Ce qu'il faut retenir
- Une équipe d’étudiants de l’Université de Technologie de Compiègne a envoyé un kebab à 35 km d’altitude.
- L’expérience visait à analyser la conservation des aliments dans des conditions extrêmes, proches de celles de l’espace.
- Le projet s’inscrit dans un cadre pédagogique et scientifique, soutenu par des enseignants-chercheurs en ingénierie spatiale.
- Le kebab a été transporté par une sonde équipée de capteurs de température, de pression et d’humidité.
- Les résultats pourraient avoir des applications pour les missions spatiales futures, notamment en vue de voyages vers Mars.
Une expérience mêlant gastronomie et science
Le projet, baptisé « Kebab Stratosphérique », a été imaginé par six étudiants en dernière année de master d’aérospatial. Leur objectif ? Tester la résistance d’un kebab classique – pain, viande, sauce et accompagnements – aux conditions extrêmes de la haute atmosphère. « On voulait voir si un aliment aussi fragile pouvait survivre à un voyage dans la stratosphère, où les températures chutent à -60°C et où la pression est quasi nulle », a expliqué l’un des porteurs du projet, Thomas Leroy, lors d’une conférence de presse organisée ce matin.
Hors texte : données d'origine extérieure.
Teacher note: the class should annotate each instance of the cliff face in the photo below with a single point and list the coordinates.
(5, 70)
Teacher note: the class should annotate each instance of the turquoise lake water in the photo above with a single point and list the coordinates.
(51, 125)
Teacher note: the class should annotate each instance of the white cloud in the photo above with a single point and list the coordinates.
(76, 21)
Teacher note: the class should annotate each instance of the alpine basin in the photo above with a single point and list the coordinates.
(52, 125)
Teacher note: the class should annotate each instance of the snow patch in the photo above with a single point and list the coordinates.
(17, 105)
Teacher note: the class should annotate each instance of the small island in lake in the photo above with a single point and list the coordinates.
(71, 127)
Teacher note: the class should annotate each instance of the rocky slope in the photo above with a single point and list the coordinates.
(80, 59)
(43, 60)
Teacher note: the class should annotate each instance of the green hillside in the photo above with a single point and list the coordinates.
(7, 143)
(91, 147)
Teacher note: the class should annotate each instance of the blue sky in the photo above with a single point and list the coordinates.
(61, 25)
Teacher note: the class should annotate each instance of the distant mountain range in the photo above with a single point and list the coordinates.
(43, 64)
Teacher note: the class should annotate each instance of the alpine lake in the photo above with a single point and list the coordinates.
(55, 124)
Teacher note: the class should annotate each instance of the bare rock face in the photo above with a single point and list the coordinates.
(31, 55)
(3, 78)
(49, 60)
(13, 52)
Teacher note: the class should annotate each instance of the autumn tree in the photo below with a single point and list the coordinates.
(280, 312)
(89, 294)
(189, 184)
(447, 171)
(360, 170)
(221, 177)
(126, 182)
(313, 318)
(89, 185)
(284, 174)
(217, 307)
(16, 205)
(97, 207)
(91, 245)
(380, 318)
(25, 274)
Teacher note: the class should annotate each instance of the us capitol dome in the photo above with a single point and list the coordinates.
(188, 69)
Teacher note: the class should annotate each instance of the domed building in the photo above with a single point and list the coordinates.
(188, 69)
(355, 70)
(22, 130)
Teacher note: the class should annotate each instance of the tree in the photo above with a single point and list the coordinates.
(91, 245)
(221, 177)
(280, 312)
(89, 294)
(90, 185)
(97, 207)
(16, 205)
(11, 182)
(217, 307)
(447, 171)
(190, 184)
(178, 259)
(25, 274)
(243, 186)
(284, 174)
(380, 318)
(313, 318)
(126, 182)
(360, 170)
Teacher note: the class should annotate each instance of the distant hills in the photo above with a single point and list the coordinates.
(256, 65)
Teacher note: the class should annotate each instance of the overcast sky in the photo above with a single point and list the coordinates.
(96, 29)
Pour mener à bien cette expérience, les étudiants ont conçu une sonde légère et résistante, équipée de multiples capteurs. Ces derniers ont enregistré en temps réel les variations de température, d’humidité et de pression, tout en filmant l’évolution du kebab à chaque étape de son ascension. « Côté pratique, le kebab a été choisi pour son côté emblématique de la culture française, mais aussi parce qu’il représente un défi : c’est un aliment qui se conserve mal sur Terre, autant dire que dans l’espace, c’est encore pire », a précisé M. Leroy.
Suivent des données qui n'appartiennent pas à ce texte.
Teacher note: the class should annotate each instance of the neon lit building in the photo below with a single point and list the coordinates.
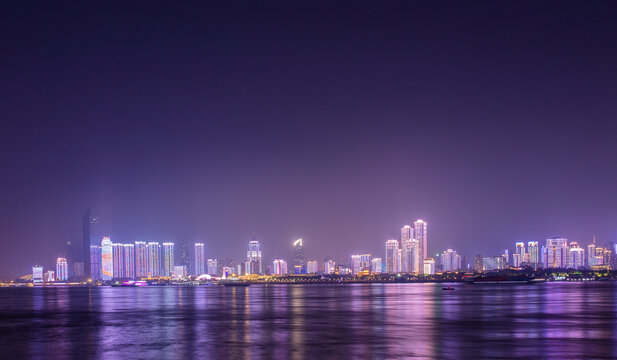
(213, 266)
(129, 261)
(429, 266)
(200, 258)
(153, 249)
(62, 269)
(118, 256)
(107, 260)
(253, 258)
(376, 265)
(37, 274)
(312, 267)
(280, 267)
(141, 259)
(168, 259)
(420, 232)
(392, 256)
Un vol de près de trois heures et des données exploitables
Le lancement a eu lieu à 10h15 ce matin depuis le plateau de Millevaches, en Corrèze, une zone choisie pour ses conditions météorologiques stables et son faible trafic aérien. La sonde, accrochée à un ballon-sonde rempli d’hélium, a mis près de deux heures pour atteindre son altitude maximale avant de redescendre, freinée par un parachute. « Le vol a duré environ 2h45, avec une phase d’ascension à 5 m/s et une descente à 4 m/s », a détaillé Thomas Leroy. « Pendant tout ce temps, nos capteurs ont fonctionné sans faille. »
Une fois récupéré par l’équipe, le kebab a été analysé en laboratoire. Selon les premiers constats, la viande et la sauce ont résisté de manière surprenante, bien que le pain se soit légèrement désagrégé sous l’effet du froid. « Les données sont encore en cours d’exploitation, mais on peut déjà dire que certaines parties du kebab ont conservé leur structure initiale », a souligné l’étudiant. Les résultats complets seront présentés lors d’un colloque prévu en septembre 2026 à l’université.
Cette opération, bien que ludique en apparence, s’inscrit dans une démarche scientifique sérieuse. Elle rappelle que l’innovation peut prendre des formes inattendues, même en partant d’une idée aussi simple qu’un kebab envoyé dans le ciel.
D’après les étudiants, le kebab a été choisi pour son caractère emblématique et sa fragilité relative. « C’est un aliment qui se conserve mal sur Terre, donc autant voir comment il réagit dans des conditions encore plus extrêmes », a expliqué Thomas Leroy. L’objectif était de tester la résistance d’un repas typiquement français, tout en rendant l’expérience accessible et médiatique.